Ángel é um paramédico obsessivo e controlador, obcecado pela ideia de ter um filho com a namorada Vanesa. Quando um acidente o torna paraplégico e o relacionamento abusivo se encerra, ele bola um plano para tê-la perto de si novamente - mesmo que ela não queira.

Crítica

Ángel (Mario Casas) tem cara de psicopata. Ele mantém os lábios entreabertos, os olhos serrados, o olhar vidrado nas pessoas, a cabeça projetada à frente, o queixo alto. Em poucos minutos, detectamos um homem evidentemente perigoso, algo que constitui, em si, um problema: o paramédico é apresentado ao espectador enquanto figura perturbada antes mesmo de descobrirmos motivos para tal. (Além disso, já está na hora de o cinema ultrapassar a imagem da “cara de psicopata”, afinal, os verdadeiros psicopatas se parecem com qualquer pessoa ao nosso redor. Mas passemos). Quando Ángel começa a executar seus crimes, em intensidades progressivas – passando do abuso doméstico aos maus-tratos de animais, então ao assassinato propriamente dito -, nada daquilo choca o espectador, a quem se anunciava o caráter nocivo do protagonista desde o início. Caso alguém ainda não tenha percebido a índole do rapaz, a namorada avisa: “Você não tem sentimentos”. O nome do personagem, “anjo”, constitui uma óbvia ironia. O diretor Carles Torras acredita intensificar o suspense ao nos preparar para tudo o que está por vir. Talvez o medo fosse ainda mais intenso se descobríssemos o que o rapaz pode fazer à medida que as ações se desenvolvem.

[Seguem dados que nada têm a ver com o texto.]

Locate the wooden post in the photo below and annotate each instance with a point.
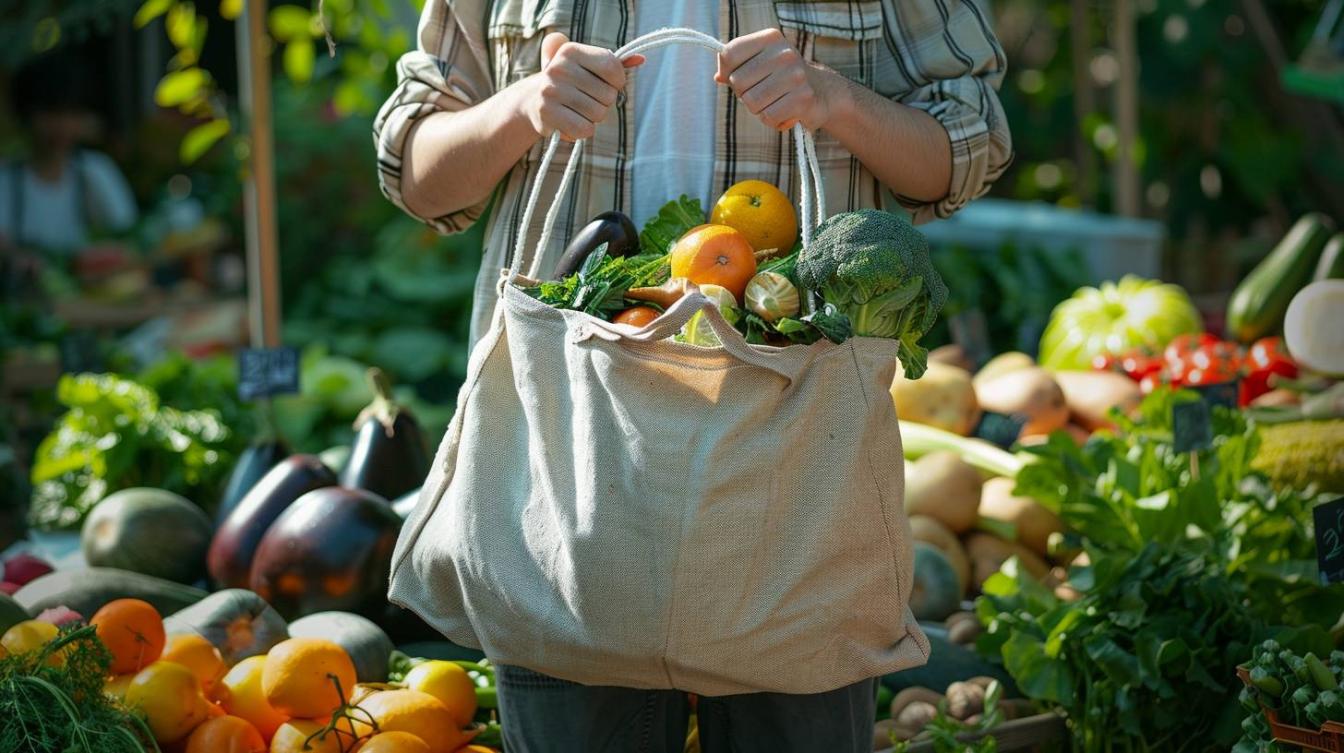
(1085, 100)
(260, 182)
(1126, 110)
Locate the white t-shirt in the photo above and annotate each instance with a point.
(57, 215)
(675, 98)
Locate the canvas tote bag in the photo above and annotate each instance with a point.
(613, 507)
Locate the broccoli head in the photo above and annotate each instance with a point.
(875, 268)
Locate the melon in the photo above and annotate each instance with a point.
(936, 592)
(149, 531)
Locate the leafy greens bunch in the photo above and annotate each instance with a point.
(114, 434)
(62, 709)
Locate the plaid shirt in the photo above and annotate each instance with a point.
(936, 55)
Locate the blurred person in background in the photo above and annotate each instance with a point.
(61, 194)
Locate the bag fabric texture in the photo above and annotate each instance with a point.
(612, 507)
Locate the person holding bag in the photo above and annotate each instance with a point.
(616, 518)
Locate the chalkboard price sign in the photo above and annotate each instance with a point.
(1329, 541)
(265, 373)
(1192, 426)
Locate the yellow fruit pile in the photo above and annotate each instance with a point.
(299, 697)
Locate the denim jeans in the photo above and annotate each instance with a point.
(543, 714)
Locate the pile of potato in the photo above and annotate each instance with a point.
(914, 707)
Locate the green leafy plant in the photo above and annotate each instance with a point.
(62, 709)
(116, 433)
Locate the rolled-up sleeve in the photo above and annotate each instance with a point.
(956, 65)
(448, 71)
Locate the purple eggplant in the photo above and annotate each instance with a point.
(610, 227)
(389, 456)
(252, 465)
(238, 537)
(331, 550)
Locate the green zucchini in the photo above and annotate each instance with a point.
(1331, 265)
(86, 590)
(1258, 304)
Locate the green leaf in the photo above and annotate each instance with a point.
(1038, 675)
(180, 24)
(289, 23)
(149, 11)
(179, 88)
(200, 139)
(299, 59)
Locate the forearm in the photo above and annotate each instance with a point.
(905, 148)
(454, 159)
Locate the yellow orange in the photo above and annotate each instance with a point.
(714, 254)
(198, 655)
(394, 742)
(415, 713)
(226, 734)
(293, 737)
(307, 677)
(170, 697)
(132, 631)
(449, 683)
(242, 697)
(762, 213)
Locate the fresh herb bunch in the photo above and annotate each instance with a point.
(116, 433)
(1304, 690)
(1126, 488)
(1145, 660)
(46, 709)
(600, 285)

De qualquer modo, o filme teria potencial para um retrato psicológico complexo a partir do personagem. Remédio Amargo (2020) associa os impulsos brutais de Ángel ao machismo, ao sentimento de posse e ao medo da castração. Ele tem relações sexuais inexplicavelmente agressivas com Vanesa (Déborah François); recusa-se a acreditar que possa ter problemas de fertilidade; espia obsessivamente cada amizade masculina dela. O universo do homem se concentra na potência e na virilidade, concentradas em torno da figura do pênis. Por isso, quando sofre um acidente e se vê preso a uma cadeira de rodas, sem a possibilidade de prazer genital (ainda que possa ter ereções), ele se desespera. Parte deste thriller consiste no pesadelo do macho contemporâneo, perdendo o controle de seu pênis, de seu corpo, da namorada, da casa e das finanças. O macho, figura pública por excelência, se vê privado de sair de casa, enquanto a namorada passa as noites fora. No terço inicial, quando a trama acena ao estudo da neurose masculina, o resultado atinge seu melhor patamar – o mais contemporâneo, e também mais propício ao debate. Infelizmente, a questão sexual e psicológica é abandonada pela narrativa, muito mais preocupada em imaginar todas as maldades que o vilão seria capaz de praticar.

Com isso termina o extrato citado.